Up next, it’s Greg Gyves, Business Manager, MSSP - EMEA at Fortinet

Tell us about your role at Fortinet and the part you play in the tech sector.

Fortinet is the world’s leading cyber security company, and we help a range of organisations – from the smallest micro businesses to the world’s largest enterprises and governments – to securely accelerate their digital journey.

All my time in the last 10 years at Fortinet has been dedicated to supporting the growth of our MSP and MSSP partner community, as well as helping them build new and incremental recurring revenue streams from managed security services.

What innovation was the turning point for your organisation, to get it to where you are now?

A significant turning point was the introduction of the Fortinet Security Fabric vision – which has existed for almost a decade now, and helps deliver broad, integrated, and automated protections across the entire digital attack surface.

This is a strategic approach most recently validated by Gartner, with the introduction of their cyber security mesh architecture (CSMA).

And where’s next for your business?

Fortinet has several strategic growth engines in different technology areas – driven in a large part by the increasing volume and variety of sophisticated cyberthreats, the shift to working from anywhere, and the convergence of network and security.

Our key priority areas are continuing our growth in network firewall and Secure SD-WAN, along with SASE and ZTNA, to accelerate the digital transformation of our customers.

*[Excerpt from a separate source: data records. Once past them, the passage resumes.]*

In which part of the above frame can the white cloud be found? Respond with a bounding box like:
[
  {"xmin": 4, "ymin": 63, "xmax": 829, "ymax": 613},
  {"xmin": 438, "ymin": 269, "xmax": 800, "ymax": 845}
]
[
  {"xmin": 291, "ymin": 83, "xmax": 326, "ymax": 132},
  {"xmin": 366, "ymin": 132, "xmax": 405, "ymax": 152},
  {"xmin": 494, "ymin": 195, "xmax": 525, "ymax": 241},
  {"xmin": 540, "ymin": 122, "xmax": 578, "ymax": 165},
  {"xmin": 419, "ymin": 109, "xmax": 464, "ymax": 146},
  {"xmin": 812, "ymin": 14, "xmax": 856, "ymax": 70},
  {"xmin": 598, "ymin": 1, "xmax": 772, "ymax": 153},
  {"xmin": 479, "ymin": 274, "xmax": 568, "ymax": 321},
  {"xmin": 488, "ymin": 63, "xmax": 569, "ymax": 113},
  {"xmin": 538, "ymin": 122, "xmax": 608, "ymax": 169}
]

We’re also keen to further develop comprehensive products and solutions to secure operational technology (OT) environments, as we see a rising volume of attacks that are targeting these traditionally isolated environments.

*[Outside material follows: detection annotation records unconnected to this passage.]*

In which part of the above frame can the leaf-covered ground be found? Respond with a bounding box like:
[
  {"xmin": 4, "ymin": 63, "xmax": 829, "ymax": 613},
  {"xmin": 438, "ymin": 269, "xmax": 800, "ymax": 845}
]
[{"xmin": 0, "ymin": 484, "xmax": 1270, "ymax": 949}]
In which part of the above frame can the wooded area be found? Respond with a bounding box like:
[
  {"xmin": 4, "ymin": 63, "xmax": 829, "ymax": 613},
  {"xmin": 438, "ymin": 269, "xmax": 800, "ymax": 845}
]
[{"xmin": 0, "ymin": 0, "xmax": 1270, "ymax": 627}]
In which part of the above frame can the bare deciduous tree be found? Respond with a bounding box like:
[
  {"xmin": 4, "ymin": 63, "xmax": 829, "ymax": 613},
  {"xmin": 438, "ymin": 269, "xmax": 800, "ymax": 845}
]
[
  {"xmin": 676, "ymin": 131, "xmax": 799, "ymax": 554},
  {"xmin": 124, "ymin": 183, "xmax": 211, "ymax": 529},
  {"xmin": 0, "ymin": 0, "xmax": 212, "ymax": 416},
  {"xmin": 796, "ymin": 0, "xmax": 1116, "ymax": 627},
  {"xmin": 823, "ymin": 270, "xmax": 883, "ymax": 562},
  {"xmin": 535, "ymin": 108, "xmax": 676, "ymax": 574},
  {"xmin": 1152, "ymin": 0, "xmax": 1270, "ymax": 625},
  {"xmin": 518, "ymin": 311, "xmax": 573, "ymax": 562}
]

The biggest misconception faced by the tech sector is…

That it’s an industry for men and that you have to be technical to succeed. While it is true that there are few women working in the field of cybersecurity, and even fewer if we only consider engineering positions, I don’t think it’s necessarily more difficult for them to enter this space. We should collectively make it more balanced by hiring a greater number of women, to bring diversity as well as help to address the global skills shortage.

What do you think will be the biggest tech trend over the next 12 months?

Although the trend will span longer than 12 months, there is a continued convergence of IT and OT, where there is a requirement to leverage previously unconnected operational networks by connecting them to the cloud, and in turn the IT network.

There is a significant addressable opportunity in OT security, and we believe we are well placed to take advantage of this fast-growing trend.

What top tip would you give to an individual trying to excel in their tech career?

Don’t stand still – it’s equivalent to falling behind. Constantly looking for ways to push beyond your comfort zone is crucial to keep up with the pace of the industry.

The next purchase on my personal tech wish list is…?

A Peloton exercise bike – I love the idea of that immersive experience from the comfort of your own home.

And what is your earliest memory of tech in your life?

Probably a Commodore VIC 20, that I think was originally given to my older brother. It was later superseded by the Commodore 64 and Amiga 500, before we became a Nintendo house instead.

What is one longstanding piece of tech you are shocked is still used today?

Well, I’m shocked my wife still forces me to keep the Blu Ray player (not that I can remember the last time we used it!), against my best efforts to stick it in the bin. If anyone reading this actually still uses a DVD or Blu Ray player, then I am shocked!

If you are without the internet for an hour, what would be the first activity you resort to, to pass the time?

I imagine it would be a game of football in the house or in the garden with my two boys, aged 10 and 5. They are both mad for the sport and any ‘unconnected’ activity usually involves a football.